His wife and mother died within days of each other about 3 ½ years ago, and about a year ago, Rowan moved from Mesa, Ariz., back to Oregon, taking over his family's A-frame cabin in Sumpter, a town of about 200 people in the Elkhorn Mountains, they said. He had put a new roof on it and was remodeling the interior.

A photo on Facebook shows him standing outside the cabin holding a huge icicle.

Sumpter was settled during the Gold Rush in the 1860s. The story goes that it was named for Fort Sumter, S.C., where the first shots of the Civil War were fired, after someone found a rock as round as a cannonball. There is no traffic light. The school shut down long ago and is now used as a community center. There is a motel, three restaurants, and a gas station.
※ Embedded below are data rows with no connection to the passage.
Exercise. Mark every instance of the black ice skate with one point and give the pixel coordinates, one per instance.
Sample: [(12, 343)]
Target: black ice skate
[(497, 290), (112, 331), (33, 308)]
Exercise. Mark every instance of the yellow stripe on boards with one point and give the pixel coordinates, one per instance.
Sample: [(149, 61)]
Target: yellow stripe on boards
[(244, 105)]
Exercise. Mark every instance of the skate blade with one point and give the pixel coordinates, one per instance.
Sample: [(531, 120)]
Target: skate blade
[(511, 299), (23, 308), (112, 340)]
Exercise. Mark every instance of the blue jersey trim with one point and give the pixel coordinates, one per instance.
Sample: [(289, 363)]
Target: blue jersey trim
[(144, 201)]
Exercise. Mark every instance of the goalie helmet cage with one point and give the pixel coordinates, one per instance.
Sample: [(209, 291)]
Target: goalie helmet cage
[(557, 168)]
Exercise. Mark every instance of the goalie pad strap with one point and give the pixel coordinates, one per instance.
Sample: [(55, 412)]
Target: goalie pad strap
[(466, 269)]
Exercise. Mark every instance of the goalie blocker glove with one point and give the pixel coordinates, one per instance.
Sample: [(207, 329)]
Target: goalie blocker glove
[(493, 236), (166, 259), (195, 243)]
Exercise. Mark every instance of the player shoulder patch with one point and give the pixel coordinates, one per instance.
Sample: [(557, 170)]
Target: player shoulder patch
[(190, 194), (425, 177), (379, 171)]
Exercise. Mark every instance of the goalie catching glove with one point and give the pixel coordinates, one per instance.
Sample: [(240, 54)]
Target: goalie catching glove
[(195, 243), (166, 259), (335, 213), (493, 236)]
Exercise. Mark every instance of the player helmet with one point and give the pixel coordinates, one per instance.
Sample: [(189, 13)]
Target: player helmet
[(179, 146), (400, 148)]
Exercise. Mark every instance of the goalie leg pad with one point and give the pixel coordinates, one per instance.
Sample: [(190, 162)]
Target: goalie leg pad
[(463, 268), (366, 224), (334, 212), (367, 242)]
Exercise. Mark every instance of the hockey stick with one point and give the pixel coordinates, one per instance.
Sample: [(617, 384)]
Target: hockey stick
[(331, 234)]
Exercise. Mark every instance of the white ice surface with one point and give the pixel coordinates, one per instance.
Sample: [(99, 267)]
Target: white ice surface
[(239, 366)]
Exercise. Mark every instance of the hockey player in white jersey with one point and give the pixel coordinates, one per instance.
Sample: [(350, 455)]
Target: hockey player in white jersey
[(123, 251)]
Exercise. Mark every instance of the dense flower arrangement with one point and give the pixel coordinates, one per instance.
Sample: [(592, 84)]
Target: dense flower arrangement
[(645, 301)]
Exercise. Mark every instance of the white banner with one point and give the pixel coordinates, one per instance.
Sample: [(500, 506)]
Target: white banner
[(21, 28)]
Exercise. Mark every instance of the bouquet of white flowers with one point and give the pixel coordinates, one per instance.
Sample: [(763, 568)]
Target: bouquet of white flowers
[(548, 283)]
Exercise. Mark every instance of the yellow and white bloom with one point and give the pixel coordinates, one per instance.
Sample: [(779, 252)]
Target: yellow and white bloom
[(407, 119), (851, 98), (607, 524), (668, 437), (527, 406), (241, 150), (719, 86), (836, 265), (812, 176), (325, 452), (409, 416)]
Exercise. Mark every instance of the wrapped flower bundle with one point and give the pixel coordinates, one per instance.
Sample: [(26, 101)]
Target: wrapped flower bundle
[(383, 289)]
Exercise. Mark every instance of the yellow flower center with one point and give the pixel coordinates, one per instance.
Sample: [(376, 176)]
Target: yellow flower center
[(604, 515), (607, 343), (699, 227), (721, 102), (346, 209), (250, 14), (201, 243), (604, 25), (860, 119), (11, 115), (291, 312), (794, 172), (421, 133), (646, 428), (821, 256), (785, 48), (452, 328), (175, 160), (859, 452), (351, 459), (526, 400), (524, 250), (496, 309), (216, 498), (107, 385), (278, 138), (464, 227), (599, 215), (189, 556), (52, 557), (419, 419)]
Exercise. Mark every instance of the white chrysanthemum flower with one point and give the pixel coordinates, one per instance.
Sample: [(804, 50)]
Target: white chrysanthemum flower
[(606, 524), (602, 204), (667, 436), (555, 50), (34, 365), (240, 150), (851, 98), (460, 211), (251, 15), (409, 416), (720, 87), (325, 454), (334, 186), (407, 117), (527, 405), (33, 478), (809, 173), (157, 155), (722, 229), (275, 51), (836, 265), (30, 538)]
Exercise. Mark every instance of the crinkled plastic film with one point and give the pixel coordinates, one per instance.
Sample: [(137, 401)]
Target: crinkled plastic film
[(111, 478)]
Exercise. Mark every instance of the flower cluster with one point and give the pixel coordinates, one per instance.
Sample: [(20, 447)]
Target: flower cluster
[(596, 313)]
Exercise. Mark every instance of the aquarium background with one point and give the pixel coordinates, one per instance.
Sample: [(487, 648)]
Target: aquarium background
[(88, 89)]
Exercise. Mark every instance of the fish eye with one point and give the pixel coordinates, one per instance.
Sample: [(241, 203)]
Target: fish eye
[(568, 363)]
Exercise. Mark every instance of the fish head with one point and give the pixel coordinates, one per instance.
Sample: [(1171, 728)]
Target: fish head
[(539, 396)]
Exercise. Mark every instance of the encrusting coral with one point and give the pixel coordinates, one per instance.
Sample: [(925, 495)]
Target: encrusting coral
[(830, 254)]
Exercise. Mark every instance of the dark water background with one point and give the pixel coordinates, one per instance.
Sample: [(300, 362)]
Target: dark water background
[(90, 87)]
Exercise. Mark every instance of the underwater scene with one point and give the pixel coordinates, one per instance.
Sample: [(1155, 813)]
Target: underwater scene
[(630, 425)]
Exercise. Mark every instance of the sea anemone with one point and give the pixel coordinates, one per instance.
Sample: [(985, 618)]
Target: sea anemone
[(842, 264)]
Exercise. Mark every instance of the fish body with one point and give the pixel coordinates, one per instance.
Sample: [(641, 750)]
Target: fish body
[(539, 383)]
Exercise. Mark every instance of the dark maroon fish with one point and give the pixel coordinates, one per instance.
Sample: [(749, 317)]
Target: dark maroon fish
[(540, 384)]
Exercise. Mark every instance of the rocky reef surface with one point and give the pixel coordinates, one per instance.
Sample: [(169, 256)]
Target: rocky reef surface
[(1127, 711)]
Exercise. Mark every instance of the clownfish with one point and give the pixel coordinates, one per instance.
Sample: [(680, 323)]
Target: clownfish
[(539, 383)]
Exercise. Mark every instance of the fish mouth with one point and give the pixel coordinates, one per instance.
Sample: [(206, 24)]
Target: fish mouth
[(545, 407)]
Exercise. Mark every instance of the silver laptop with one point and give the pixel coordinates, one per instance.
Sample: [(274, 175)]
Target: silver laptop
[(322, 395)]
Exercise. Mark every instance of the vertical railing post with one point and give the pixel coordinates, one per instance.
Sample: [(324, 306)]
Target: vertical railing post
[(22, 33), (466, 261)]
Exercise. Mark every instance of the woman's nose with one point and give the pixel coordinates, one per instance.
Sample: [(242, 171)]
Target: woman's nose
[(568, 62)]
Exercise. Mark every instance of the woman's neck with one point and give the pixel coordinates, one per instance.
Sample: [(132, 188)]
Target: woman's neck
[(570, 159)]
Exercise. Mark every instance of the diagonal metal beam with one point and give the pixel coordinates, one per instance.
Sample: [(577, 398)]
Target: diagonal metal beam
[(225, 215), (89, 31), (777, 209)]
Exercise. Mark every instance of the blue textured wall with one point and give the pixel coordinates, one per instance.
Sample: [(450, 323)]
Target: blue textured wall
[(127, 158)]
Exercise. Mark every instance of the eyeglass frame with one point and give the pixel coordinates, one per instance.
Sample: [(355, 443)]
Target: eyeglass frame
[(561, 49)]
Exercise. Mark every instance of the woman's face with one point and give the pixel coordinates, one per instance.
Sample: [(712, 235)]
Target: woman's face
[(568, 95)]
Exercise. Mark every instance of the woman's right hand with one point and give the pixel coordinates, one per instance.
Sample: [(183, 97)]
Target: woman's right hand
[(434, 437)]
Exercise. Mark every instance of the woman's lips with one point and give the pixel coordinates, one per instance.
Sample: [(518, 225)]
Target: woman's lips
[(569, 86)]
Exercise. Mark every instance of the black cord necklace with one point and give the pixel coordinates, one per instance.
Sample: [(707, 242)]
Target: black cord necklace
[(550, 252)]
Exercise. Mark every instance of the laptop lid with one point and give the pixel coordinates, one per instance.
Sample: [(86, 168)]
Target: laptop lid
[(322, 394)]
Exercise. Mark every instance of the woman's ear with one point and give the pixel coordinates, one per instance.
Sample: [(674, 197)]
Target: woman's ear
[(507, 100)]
Every summer, big flea markets draw thousands of visitors.

When Rowan was home, City Recorder Julie McKinney would know it by the wood smoke curling out of his chimney.

"Everybody knew Gordon," she said.

Rowan would regularly stop by the Miner's Exchange tavern for a Pabst Blue Ribbon beer and to talk with longtime friends, said Woodley, who owns the tavern and a gold mine still operating outside town.

"I was all the time telling him, 'You know, that's not good,'" the security situation in Algeria, Woodley said. "He always said, 'No, it's all secure.' That's all he ever said."